05 July 2013
You probably have to be a fan of a certain brand of British humour to love this one, so it’s lucky that this appealed both to my inner lover of chaos and my inner lover of contrast (who knew I had so many inner lovers?!). I know I have at least one friend who is likely to review this who didn’t like it at all, but I laughed my head off.
Some of the cast members get abused. In particular the Royal Gala apples that were sourced locally for the run of this show (the festival’s Facebook page announced the “casting” of 425 Royal Gala apples of a certain size. Few of those used in the show I watched could have emerged unscathed.

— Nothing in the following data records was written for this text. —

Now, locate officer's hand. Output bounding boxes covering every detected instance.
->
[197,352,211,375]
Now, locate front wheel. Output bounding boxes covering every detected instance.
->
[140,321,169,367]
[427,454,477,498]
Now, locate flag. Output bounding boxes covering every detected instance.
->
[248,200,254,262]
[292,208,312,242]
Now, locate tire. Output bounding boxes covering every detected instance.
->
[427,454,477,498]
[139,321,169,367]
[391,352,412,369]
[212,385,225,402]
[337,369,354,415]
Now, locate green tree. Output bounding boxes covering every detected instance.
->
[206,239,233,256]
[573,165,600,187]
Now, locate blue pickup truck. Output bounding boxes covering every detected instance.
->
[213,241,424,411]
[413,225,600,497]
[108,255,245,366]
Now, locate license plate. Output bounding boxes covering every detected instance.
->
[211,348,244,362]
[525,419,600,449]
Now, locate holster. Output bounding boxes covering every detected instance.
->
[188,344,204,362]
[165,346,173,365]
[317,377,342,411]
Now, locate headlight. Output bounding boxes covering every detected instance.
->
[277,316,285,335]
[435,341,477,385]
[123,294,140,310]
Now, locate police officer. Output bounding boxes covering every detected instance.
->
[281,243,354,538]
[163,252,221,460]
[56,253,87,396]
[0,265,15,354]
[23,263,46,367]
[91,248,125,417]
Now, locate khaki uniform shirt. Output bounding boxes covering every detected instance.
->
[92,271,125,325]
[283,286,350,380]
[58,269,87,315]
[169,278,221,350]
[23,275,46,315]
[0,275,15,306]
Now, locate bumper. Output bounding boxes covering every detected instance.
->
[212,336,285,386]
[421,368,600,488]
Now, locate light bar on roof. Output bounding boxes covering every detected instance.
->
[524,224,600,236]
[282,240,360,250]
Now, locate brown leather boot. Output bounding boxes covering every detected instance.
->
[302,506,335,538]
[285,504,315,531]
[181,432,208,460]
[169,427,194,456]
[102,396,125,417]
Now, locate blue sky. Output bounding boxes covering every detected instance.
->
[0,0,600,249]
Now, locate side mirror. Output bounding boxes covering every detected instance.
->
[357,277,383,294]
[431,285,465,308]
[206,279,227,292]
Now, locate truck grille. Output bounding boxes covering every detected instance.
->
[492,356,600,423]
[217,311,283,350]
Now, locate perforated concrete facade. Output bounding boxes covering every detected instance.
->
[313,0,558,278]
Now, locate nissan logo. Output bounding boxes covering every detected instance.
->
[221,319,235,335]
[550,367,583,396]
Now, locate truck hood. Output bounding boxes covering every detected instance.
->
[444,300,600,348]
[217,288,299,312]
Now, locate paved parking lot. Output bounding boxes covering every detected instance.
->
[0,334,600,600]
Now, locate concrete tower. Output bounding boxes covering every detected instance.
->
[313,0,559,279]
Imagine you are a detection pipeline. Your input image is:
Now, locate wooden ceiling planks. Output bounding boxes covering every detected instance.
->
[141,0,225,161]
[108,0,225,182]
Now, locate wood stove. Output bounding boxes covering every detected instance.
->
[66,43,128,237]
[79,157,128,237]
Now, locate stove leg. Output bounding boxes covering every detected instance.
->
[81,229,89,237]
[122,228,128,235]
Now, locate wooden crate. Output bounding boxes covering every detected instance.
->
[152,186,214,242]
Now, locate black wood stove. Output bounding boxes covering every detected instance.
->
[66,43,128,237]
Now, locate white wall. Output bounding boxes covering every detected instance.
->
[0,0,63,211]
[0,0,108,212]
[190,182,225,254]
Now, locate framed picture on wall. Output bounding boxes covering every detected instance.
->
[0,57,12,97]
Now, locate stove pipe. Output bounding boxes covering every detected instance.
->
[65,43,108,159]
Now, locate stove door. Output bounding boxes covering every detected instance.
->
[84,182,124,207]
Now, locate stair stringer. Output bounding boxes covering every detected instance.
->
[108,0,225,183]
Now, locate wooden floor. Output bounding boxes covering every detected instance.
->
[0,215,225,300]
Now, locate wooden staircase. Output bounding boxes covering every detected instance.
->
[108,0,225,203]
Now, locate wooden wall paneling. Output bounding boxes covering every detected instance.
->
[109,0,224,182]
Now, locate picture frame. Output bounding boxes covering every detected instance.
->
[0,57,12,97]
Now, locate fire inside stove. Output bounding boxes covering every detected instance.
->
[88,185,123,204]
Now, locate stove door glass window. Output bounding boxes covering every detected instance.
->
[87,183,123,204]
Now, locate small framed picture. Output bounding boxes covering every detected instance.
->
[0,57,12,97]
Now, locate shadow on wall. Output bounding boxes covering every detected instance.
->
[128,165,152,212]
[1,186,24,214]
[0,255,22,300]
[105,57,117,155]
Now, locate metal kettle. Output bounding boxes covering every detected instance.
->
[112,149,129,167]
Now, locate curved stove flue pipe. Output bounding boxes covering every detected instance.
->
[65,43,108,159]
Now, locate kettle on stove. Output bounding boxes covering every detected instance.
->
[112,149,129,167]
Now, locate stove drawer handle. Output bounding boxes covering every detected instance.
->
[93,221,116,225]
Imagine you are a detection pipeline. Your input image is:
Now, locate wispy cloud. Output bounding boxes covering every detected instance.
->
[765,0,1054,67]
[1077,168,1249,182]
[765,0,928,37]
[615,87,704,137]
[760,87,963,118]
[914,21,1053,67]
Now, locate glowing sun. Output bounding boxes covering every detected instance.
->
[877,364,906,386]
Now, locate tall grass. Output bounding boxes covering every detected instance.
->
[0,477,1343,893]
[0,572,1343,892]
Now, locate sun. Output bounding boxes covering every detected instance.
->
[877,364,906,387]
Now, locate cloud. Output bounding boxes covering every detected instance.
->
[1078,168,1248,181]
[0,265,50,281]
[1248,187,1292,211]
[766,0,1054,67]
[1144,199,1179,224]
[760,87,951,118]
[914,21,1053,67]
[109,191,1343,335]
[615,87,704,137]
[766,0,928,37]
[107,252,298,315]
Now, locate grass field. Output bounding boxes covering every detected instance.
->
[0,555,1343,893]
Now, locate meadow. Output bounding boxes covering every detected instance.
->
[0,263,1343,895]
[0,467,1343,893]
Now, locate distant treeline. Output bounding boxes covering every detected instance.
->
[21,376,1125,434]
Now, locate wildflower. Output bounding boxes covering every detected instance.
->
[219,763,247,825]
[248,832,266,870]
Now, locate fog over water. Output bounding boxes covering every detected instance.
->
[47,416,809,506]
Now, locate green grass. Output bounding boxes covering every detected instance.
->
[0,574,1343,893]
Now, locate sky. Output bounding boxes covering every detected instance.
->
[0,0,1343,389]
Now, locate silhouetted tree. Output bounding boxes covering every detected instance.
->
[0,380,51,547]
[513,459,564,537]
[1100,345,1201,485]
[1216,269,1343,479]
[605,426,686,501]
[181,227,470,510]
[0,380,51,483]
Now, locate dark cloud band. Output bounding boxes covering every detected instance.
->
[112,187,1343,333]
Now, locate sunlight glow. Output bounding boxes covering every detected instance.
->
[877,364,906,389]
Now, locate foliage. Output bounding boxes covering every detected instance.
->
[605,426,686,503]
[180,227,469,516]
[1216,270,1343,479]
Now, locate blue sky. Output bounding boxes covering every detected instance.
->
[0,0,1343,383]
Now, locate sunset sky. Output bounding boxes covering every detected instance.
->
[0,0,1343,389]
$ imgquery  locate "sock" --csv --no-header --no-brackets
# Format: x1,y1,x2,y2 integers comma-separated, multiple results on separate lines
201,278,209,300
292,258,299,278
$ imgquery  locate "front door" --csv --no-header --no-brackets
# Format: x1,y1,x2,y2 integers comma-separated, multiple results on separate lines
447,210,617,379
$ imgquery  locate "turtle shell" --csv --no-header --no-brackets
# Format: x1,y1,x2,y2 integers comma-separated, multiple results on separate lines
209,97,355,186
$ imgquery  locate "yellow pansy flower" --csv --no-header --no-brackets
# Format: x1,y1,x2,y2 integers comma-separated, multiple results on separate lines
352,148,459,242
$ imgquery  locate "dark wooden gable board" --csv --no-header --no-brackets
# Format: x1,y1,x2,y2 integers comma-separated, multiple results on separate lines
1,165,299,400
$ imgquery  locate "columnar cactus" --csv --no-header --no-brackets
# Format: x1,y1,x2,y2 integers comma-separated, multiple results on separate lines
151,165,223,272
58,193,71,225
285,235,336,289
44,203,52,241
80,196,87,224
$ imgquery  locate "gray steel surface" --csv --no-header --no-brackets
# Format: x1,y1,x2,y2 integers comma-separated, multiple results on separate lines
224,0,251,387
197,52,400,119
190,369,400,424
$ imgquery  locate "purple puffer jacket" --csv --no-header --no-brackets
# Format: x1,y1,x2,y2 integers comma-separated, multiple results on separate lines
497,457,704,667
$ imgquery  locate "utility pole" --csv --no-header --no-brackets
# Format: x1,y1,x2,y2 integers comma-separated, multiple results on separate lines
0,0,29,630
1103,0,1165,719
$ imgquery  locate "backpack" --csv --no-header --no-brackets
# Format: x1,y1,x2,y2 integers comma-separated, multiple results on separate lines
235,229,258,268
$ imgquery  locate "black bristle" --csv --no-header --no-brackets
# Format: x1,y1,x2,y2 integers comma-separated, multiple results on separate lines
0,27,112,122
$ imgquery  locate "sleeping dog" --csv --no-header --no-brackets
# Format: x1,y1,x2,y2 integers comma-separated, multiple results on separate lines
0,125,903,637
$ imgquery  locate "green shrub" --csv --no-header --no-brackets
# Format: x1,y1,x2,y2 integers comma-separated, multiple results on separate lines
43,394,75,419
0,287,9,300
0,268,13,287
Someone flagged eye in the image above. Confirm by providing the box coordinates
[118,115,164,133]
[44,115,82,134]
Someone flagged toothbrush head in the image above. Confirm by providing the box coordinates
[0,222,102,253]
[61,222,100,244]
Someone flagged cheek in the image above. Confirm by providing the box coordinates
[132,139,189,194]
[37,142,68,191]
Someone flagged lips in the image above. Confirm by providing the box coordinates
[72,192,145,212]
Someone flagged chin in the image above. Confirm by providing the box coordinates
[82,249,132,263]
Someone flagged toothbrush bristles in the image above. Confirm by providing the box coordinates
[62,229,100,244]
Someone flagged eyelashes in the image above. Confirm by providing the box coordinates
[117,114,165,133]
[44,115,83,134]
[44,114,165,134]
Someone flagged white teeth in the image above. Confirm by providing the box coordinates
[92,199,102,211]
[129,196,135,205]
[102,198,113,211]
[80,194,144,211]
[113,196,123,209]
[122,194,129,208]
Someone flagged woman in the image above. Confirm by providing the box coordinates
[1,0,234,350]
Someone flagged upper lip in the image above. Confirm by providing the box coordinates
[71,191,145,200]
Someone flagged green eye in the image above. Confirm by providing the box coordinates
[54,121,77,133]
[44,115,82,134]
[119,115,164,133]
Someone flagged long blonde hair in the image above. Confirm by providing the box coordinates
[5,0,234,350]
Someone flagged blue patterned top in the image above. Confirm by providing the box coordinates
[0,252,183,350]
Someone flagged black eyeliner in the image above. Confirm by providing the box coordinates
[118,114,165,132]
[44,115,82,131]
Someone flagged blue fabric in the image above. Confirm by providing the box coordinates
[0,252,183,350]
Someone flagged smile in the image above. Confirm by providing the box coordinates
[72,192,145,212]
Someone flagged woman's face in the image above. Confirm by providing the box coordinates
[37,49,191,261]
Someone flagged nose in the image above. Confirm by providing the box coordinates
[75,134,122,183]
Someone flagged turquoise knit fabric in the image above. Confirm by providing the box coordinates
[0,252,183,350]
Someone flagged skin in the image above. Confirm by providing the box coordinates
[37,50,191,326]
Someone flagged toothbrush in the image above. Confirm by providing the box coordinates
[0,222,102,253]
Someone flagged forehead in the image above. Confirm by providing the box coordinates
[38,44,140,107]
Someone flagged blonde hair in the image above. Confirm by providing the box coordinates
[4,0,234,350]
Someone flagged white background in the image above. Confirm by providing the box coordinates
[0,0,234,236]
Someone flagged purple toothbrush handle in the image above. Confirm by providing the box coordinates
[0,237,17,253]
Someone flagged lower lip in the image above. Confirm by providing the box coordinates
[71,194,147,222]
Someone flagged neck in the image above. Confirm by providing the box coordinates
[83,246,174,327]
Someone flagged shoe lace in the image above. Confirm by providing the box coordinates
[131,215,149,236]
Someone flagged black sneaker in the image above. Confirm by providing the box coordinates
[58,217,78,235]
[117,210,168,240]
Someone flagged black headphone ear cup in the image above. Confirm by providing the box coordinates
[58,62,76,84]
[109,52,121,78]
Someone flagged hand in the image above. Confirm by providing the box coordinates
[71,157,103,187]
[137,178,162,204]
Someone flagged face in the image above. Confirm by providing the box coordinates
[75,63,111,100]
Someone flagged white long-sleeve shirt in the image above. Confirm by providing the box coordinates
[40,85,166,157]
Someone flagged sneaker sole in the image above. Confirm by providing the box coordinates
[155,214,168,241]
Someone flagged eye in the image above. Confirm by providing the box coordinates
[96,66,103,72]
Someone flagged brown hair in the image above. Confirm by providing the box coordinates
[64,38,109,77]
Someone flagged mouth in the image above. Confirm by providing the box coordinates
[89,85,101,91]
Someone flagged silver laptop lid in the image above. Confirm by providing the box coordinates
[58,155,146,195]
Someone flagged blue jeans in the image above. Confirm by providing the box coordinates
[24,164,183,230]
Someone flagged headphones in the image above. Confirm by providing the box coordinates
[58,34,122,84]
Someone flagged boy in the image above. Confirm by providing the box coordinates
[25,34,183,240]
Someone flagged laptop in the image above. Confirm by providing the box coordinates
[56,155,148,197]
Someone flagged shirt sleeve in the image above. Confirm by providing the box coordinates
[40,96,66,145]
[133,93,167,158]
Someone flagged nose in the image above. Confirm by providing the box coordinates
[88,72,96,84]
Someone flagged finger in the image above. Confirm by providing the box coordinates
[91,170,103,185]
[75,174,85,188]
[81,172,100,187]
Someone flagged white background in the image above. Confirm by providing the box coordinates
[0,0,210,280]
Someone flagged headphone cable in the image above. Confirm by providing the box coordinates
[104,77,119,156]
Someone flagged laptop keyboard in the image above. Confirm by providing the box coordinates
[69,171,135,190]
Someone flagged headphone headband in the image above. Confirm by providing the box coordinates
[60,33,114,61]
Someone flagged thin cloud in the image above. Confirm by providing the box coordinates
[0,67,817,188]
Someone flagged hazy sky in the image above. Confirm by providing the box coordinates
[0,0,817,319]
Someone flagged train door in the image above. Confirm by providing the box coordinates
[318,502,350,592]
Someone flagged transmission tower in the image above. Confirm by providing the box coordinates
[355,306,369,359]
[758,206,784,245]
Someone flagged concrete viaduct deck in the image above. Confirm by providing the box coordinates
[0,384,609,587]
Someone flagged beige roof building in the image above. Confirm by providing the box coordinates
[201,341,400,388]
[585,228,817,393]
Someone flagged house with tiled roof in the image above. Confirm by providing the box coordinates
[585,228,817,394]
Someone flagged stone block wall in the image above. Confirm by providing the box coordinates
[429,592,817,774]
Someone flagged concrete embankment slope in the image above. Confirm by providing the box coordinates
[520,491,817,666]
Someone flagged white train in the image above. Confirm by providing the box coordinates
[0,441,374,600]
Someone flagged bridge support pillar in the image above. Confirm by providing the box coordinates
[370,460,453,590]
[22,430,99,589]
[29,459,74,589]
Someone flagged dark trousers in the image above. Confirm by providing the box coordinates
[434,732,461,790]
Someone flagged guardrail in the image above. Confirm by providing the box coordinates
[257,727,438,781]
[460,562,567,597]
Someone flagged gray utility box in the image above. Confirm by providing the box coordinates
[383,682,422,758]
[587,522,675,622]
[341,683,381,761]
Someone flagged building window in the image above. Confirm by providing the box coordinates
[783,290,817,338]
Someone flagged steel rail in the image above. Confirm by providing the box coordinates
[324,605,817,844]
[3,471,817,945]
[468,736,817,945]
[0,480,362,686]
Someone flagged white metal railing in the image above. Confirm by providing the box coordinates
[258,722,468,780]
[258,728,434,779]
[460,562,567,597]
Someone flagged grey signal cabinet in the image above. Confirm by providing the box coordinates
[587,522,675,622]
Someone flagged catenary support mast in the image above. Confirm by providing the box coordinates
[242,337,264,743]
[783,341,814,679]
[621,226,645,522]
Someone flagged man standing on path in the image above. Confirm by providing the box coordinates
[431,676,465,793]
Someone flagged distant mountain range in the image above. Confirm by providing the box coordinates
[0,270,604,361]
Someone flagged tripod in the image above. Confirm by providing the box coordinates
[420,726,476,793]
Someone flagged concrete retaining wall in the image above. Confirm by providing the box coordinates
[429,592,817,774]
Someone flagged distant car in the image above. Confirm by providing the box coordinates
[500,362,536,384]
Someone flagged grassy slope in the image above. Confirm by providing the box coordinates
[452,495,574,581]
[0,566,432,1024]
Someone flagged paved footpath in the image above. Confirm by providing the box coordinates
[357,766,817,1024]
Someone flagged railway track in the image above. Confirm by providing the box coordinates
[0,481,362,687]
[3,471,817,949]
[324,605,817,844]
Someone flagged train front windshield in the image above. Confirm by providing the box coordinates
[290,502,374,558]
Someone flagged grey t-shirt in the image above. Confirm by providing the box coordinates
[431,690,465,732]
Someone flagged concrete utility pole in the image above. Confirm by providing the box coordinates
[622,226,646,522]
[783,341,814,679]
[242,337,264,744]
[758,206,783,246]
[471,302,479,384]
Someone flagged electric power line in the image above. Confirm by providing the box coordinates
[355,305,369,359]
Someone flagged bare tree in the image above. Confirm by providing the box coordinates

But let’s start at the beginning. A line of relatively well-dressed individuals enters and begins some very stylized juggling — yes, of apples — as they move across the stage to some rather lovely music. Somehow, each of them is able to show some individuality, despite the fact that they are doing the same moves, and in unison. This follows through various permutations and combinations before things start to degenerate.
You could say that the two women in the group are terribly taken advantage of in a most sexist way (in the video below you’ll see a snippet of them crawling in front of the seated men, who are juggling apples on them, done in time to “Stand by Your Man”), but you might also see them playing leading roles and getting their own licks in on the men as they insert various slaps into their own juggling.
More props are introduced: various pieces of china like teacups, saucers, plates and even teapots. This really marks the beginning of the descent into chaos, as even the setting up of the dishes on the floor becomes a competition marked by the frantic outdoing of one another. Then there are some attempts to juggle the dishes that don’t end well, often because of the interventions of others. Apples meet similarly gruesome ends in what can only be described as a terribly funny food fights starring apples and dishes and some very talented jugglers.
There was a bit of a hush when at a certain high point (or low point, depending on your attitude toward this type of humour) where there is pouring of liquid that I guess is supposed to be tea on one of the jugglers. Pandemonium ensues and almost everything that is unscathed gets scathed.
Then they snap out of it (there’s my contrast) and return to the opening tune and juggling procession, altered only by their trying to avoid walking on the broken china or slipping on the smashed apples. And yes, they are juggling apples in this part. I thought it was a brilliant demonstration of things getting completely out of hand and then being reined back in, but the little boy in me was, as I said earlier, laughing his puerile head off.
Here’s a taste of the show:
It’s playing at the lovely Théâtre Outremont on Bernard, which is well air-conditioned (an issue on a day like this) and beautiful. Before you take your children, however, you might want to hear about the two young boys walking ahead of us with their mother as we left. They were each tossing around an apple, bouncing their apples off each other and themselves and then, suddenly, they smashed them on the ground! So if you do take your children to see this, it might be a good idea to keep them away from the china for a while afterwards.